I'll never understand this when a $5 digital ocean VPS could perform far better, and probably a lot cheaper than the extra electricity he's burning at home.


According to a document published by the government where Rob lives [1], electricity rates are around 0.08 USD/kWh. We can assume Rob uses a computer at home anyway, and would have his DSL modem on anyway, so the extra electricity should be computed based on a single desktop being on for the extra hours per day that it might otherwise be put to sleep. Typical power consumption for a desktop box is around 90W if it is somewhat active vs. sleeping. There are about 730 hours in a month, but his computer would be on say 30% of the time anyway, so that's 511 extra hours per month.

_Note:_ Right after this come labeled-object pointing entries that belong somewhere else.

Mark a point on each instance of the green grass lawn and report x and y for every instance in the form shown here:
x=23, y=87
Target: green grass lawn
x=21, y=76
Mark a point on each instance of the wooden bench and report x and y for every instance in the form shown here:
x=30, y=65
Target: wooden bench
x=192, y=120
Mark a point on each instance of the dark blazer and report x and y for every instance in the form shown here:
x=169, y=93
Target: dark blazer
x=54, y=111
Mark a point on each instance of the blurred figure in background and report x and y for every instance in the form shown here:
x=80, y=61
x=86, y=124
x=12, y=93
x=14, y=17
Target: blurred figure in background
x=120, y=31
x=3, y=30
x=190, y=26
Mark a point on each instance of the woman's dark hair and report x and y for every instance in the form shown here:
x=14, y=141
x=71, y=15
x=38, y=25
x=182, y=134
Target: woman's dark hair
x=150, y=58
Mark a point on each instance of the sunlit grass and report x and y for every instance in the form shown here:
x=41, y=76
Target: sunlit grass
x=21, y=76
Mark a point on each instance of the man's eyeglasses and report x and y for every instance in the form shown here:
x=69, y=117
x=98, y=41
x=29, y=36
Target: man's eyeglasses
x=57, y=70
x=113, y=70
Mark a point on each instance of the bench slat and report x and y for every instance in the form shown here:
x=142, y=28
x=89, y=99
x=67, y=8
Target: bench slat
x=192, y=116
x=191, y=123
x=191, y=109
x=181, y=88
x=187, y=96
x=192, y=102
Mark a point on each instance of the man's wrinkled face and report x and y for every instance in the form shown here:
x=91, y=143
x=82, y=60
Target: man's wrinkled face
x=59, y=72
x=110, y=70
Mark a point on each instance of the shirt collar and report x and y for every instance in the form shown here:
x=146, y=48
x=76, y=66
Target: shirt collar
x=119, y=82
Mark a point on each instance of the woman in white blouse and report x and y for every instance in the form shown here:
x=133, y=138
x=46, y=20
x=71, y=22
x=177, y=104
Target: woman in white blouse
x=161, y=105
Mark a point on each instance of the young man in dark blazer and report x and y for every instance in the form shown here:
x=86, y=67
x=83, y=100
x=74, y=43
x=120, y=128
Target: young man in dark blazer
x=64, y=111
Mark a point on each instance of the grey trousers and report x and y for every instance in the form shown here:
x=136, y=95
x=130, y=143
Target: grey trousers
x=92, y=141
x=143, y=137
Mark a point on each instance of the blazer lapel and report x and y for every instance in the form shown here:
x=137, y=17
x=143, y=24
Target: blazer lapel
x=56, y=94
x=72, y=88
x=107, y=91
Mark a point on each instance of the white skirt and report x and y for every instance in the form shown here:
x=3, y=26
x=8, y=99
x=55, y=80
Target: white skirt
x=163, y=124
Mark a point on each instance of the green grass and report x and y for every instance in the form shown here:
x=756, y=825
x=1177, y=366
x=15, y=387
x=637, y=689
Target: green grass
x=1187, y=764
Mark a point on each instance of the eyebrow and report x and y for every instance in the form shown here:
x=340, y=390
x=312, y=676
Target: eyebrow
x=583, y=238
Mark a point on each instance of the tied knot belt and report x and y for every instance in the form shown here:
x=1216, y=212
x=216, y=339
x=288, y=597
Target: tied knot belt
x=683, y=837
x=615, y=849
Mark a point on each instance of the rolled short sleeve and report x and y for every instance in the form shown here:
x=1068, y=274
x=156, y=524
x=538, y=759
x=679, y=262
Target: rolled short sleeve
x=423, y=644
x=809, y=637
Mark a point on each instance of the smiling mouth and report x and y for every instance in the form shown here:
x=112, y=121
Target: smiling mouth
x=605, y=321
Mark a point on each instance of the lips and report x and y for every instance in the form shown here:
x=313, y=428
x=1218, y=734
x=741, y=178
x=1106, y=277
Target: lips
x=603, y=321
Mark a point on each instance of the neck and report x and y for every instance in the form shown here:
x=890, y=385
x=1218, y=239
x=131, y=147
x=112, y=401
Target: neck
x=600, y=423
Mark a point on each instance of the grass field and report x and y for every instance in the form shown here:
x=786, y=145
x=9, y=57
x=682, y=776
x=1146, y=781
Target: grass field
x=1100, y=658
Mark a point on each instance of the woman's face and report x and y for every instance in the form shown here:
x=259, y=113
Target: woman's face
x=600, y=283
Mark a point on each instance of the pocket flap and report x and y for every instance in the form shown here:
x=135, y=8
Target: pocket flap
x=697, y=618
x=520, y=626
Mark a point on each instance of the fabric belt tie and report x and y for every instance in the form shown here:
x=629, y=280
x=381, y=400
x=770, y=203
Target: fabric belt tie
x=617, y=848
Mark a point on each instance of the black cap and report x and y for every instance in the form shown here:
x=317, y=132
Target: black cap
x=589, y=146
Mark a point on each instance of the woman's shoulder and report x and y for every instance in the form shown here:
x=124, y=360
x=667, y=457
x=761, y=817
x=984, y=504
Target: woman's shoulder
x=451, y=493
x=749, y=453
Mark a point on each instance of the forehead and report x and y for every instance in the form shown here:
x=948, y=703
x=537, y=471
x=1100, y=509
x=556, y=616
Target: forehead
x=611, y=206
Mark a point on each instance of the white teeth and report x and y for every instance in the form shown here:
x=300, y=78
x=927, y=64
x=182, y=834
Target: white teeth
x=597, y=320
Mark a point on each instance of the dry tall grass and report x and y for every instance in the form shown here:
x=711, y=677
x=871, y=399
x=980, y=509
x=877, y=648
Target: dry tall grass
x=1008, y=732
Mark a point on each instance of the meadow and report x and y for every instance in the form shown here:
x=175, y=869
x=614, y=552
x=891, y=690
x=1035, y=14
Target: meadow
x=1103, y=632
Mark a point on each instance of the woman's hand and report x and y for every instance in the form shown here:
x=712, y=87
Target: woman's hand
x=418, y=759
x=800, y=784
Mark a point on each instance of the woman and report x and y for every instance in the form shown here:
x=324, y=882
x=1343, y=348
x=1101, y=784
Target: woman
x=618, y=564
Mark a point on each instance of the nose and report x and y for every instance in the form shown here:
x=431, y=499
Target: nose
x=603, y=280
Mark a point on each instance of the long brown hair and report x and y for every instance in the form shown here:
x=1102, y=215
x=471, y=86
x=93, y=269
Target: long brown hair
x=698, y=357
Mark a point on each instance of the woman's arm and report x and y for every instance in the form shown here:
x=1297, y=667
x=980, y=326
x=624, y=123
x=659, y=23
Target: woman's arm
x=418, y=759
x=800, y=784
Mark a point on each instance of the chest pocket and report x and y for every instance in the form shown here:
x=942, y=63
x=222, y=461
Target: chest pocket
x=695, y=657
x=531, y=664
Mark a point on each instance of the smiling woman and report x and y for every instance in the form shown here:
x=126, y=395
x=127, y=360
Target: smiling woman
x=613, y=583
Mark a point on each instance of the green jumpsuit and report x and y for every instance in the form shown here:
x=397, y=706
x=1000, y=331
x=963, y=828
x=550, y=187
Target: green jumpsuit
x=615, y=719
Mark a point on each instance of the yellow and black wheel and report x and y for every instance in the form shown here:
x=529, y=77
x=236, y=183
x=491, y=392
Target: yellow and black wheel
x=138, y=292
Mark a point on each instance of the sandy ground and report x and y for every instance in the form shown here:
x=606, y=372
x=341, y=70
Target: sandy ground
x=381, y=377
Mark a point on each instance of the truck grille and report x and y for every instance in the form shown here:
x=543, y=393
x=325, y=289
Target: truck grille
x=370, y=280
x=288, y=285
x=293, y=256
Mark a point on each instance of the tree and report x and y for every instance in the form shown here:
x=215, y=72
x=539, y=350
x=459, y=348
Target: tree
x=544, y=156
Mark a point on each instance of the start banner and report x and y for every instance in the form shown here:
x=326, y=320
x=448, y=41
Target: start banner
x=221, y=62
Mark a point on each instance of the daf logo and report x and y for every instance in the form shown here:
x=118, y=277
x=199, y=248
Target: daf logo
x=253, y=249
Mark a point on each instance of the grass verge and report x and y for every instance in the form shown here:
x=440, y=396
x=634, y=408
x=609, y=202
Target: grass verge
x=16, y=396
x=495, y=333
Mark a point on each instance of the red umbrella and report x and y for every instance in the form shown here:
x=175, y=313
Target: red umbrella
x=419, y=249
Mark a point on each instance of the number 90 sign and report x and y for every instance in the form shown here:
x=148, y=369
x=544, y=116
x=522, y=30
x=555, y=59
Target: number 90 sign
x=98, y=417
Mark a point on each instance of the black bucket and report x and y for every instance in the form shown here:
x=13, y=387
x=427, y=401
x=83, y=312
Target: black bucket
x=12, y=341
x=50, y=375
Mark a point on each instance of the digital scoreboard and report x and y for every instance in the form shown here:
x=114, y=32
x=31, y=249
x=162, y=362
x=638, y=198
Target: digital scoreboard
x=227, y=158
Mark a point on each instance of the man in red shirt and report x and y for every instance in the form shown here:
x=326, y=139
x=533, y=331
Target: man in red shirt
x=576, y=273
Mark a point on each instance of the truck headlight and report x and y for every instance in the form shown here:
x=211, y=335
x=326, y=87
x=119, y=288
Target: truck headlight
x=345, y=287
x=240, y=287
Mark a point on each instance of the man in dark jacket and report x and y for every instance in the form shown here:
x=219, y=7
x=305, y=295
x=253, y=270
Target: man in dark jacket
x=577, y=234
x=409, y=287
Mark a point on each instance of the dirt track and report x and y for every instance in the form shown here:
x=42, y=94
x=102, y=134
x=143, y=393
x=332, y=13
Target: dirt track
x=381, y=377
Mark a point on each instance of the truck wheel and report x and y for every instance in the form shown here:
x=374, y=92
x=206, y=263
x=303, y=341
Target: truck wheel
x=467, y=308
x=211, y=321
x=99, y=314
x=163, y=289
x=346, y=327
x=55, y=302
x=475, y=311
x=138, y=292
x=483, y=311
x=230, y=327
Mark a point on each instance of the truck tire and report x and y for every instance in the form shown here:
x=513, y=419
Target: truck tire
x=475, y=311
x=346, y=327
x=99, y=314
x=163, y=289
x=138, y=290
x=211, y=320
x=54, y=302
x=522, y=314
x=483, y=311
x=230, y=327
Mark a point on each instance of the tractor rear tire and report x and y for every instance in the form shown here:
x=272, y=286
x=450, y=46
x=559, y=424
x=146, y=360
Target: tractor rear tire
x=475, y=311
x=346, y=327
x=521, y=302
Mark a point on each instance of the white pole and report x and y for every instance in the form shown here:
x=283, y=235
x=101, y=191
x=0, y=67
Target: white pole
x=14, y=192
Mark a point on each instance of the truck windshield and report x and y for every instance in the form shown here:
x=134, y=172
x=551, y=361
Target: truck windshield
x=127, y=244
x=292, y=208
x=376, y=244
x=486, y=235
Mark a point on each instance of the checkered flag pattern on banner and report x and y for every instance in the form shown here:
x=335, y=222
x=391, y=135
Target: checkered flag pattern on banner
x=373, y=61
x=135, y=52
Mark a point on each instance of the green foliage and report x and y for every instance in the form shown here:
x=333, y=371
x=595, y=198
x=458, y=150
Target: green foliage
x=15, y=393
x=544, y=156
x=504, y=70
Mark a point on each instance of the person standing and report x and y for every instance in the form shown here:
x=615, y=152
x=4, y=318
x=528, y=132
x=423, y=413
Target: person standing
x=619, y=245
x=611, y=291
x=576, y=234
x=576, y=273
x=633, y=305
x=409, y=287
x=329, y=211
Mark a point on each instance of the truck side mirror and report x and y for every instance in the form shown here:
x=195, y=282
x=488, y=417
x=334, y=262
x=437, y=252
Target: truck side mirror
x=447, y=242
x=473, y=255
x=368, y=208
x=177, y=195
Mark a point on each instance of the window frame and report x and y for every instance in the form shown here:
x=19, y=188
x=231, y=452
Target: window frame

That comes to 46 kWh per month of extra electricity, which in his area costs about 3.68 USD per month.

So the price is slightly less, but the value for money isn't good with the home solution. Then again, unemployed people are sometimes known to make suboptimal economic decisions in terms of expected value, because they're optimizing for other things (e.g. being able to switch off a cost mid-month).

[1] http://www.oca.state.pa.us/Industry/Electric/elecomp/Archive...


Even just sticking a caching CloudFlare instance in front of the thing would do better than it currently is.


Or AppEngine. Or GitHub Pages if the content's static. Both of which are effectively free.

Running a home server is fun, but not the best choice if you're publishing content to the outside world.


Obligatory warning: Github pages can go down and sometimes can't handle a slashdotting.

Case in point: https://status.github.com/messages/2013-11-13 (due to https://news.ycombinator.com/item?id=6722197)


Because hosting it yourself is so much nicer and you learn so much more from it. It's not nicer in terms of connection speed (although unlimited bandwidth counters that a bit), but you just have everything under control. You can do and put anything on the server while being assured there is no BOFH nosing in your data, or someone social engineering the support team. I would not feel entirely safe storing private keys on a VPS.

I agree that from a business perspective, a VPS is the obvious winner. You don't get redundant hardware and fast internet at home for the same price as you can with a VPS. And if something goes down, you needn't be the one on call: your host fixes it all for you. But for personal hosting that doesn't need someone on call, I prefer hosting my own stuff.

And, especially on DSL internet, it's much nicer to have your data and backups in the LAN instead of having to up/download it all through that pipe. So if you have a server at home anyway, no need to get another VPS really.